You will be painting the diluted Setacolor onto wet fabric which you have laid on a hard surface. Unless your surface is already in the sun, it will need to be portable in order for you to move the fabric outdoors to the sun.
Diluting your Setacolor will determine the intensity of the color. The photo below shows two greens with different dilutions. Add water to get the value you prefer.
Once the fabric is colored and still wet, lay your fencing on top and put it all into the sun. The fencing must touch the cloth in order to get a defined line. You may need to soften the plastic in order for it to lay flat.
Once the paint has dried, remove the fencing to see your gridded silhouettes. Heat set the paint with your protected iron.
As you will observe, the area open to the sun stays dark, while the area covered by the grids fades to a lighter color.

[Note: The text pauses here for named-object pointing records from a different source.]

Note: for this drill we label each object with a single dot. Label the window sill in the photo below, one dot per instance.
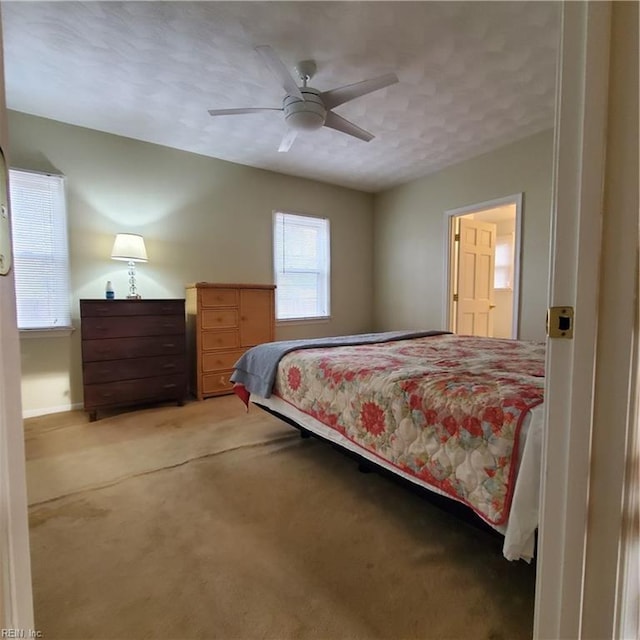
(60, 332)
(323, 320)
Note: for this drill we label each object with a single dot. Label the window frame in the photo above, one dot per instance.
(325, 274)
(60, 230)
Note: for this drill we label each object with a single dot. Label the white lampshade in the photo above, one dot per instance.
(130, 247)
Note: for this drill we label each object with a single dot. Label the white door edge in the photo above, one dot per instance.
(579, 147)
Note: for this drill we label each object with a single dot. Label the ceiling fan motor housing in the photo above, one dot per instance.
(307, 114)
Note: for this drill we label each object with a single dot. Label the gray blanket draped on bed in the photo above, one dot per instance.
(256, 368)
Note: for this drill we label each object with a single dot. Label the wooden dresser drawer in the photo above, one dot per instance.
(100, 308)
(133, 351)
(220, 339)
(223, 321)
(133, 391)
(219, 319)
(218, 382)
(126, 326)
(115, 348)
(218, 297)
(220, 360)
(131, 368)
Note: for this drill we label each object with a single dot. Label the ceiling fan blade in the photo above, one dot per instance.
(334, 97)
(287, 141)
(233, 112)
(279, 70)
(334, 121)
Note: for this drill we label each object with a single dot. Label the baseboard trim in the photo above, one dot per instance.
(34, 413)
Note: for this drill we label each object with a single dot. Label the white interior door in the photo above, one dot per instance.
(476, 261)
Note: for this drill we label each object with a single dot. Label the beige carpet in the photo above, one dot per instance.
(204, 521)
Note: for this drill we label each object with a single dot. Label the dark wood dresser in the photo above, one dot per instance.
(133, 352)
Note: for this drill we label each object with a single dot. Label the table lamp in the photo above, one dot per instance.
(130, 247)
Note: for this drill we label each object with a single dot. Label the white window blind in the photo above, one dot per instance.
(301, 262)
(40, 250)
(503, 273)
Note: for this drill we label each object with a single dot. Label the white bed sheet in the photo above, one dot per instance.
(519, 532)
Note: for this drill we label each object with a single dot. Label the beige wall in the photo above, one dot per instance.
(409, 232)
(202, 219)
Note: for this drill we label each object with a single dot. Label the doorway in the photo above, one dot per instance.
(482, 268)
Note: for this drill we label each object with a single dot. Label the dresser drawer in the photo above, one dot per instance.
(220, 360)
(217, 382)
(218, 297)
(112, 370)
(115, 348)
(122, 326)
(220, 339)
(99, 308)
(133, 391)
(219, 319)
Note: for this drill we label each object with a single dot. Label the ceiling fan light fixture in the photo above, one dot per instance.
(305, 115)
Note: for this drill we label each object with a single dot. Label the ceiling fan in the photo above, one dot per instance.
(306, 108)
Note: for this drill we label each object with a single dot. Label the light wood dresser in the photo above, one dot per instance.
(223, 321)
(133, 352)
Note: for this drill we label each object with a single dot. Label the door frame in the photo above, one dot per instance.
(448, 228)
(571, 387)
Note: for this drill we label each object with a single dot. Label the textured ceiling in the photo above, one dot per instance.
(472, 77)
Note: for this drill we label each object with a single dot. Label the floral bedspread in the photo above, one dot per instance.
(446, 409)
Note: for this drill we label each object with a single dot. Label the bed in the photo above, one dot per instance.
(461, 416)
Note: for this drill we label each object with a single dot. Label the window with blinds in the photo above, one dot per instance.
(301, 265)
(40, 250)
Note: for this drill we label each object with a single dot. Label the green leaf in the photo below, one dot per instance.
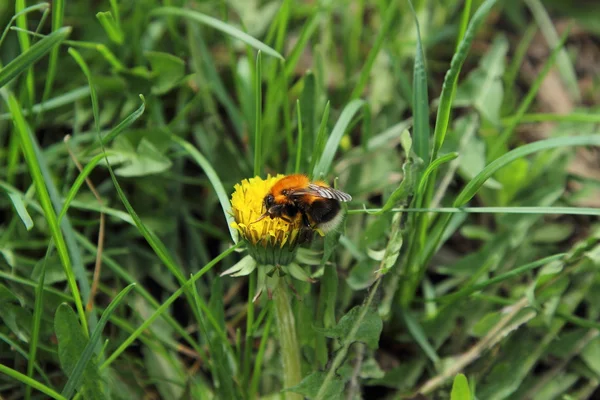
(258, 115)
(420, 99)
(368, 331)
(310, 385)
(167, 70)
(144, 160)
(418, 334)
(4, 370)
(36, 165)
(21, 210)
(71, 344)
(591, 355)
(483, 87)
(460, 388)
(26, 59)
(322, 167)
(394, 245)
(219, 25)
(6, 295)
(111, 27)
(447, 95)
(215, 181)
(411, 169)
(81, 367)
(473, 186)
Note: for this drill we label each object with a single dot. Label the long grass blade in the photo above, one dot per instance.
(30, 382)
(219, 25)
(258, 132)
(26, 59)
(475, 184)
(25, 137)
(75, 378)
(333, 142)
(300, 141)
(58, 14)
(165, 306)
(420, 98)
(37, 320)
(215, 181)
(445, 105)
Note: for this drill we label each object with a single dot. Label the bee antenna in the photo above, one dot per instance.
(265, 215)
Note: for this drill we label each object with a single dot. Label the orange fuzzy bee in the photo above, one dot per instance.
(317, 203)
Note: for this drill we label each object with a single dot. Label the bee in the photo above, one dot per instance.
(317, 203)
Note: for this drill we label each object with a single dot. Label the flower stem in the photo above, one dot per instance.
(290, 353)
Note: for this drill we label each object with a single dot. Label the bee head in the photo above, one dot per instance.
(269, 201)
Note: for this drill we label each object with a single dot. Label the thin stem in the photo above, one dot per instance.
(290, 352)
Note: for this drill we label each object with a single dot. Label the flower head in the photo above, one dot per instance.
(270, 240)
(273, 243)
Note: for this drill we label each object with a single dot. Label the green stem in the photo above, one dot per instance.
(290, 352)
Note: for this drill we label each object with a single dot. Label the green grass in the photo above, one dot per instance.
(467, 263)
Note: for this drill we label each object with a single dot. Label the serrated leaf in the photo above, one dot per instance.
(310, 385)
(245, 264)
(460, 388)
(392, 250)
(71, 344)
(298, 272)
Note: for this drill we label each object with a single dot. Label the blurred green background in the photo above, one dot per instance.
(184, 99)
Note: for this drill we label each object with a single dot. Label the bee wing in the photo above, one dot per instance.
(324, 192)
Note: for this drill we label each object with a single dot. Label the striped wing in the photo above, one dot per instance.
(324, 192)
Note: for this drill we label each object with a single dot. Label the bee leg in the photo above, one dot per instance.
(306, 221)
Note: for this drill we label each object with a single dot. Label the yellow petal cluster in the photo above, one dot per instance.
(247, 205)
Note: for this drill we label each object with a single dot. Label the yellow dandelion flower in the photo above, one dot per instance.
(270, 241)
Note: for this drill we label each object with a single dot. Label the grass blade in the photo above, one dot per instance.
(299, 142)
(501, 140)
(37, 319)
(420, 99)
(390, 18)
(258, 133)
(214, 181)
(219, 25)
(42, 7)
(563, 63)
(21, 210)
(58, 14)
(25, 43)
(333, 142)
(165, 306)
(86, 355)
(25, 137)
(418, 334)
(443, 115)
(126, 123)
(320, 141)
(475, 184)
(24, 60)
(30, 382)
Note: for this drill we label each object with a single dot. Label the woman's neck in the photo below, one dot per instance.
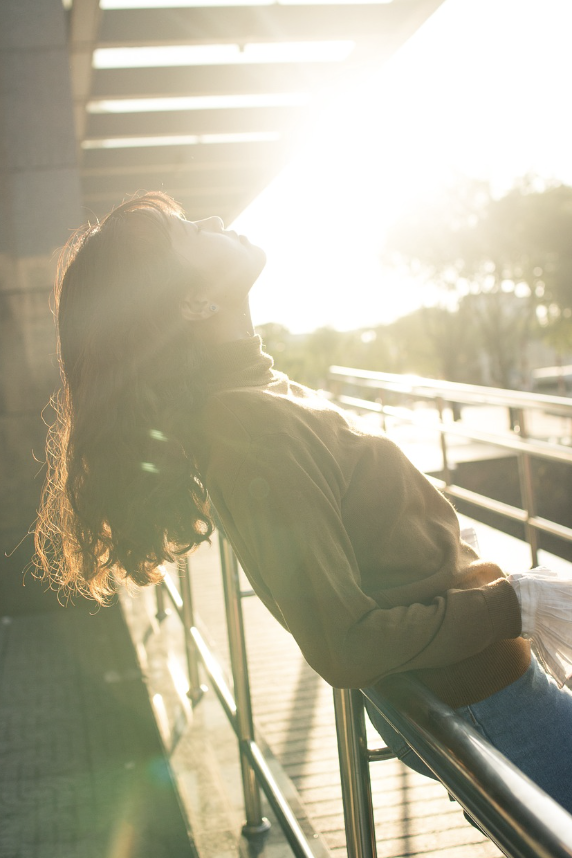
(228, 325)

We have included craft foam if you want to make your own grids. In the photo following, squares were cut from the foam and placed on the fabric. When the fabric dried and the squares were removed, the results look a little like bright windows.
The reverse image could be made by cutting the foam into this shape.
Try printing with other grids such as rug canvas, plastic needlepoint canvas, screening, other interesting fencing materials or cut your own grids as Sue did with her sample at the top of the page.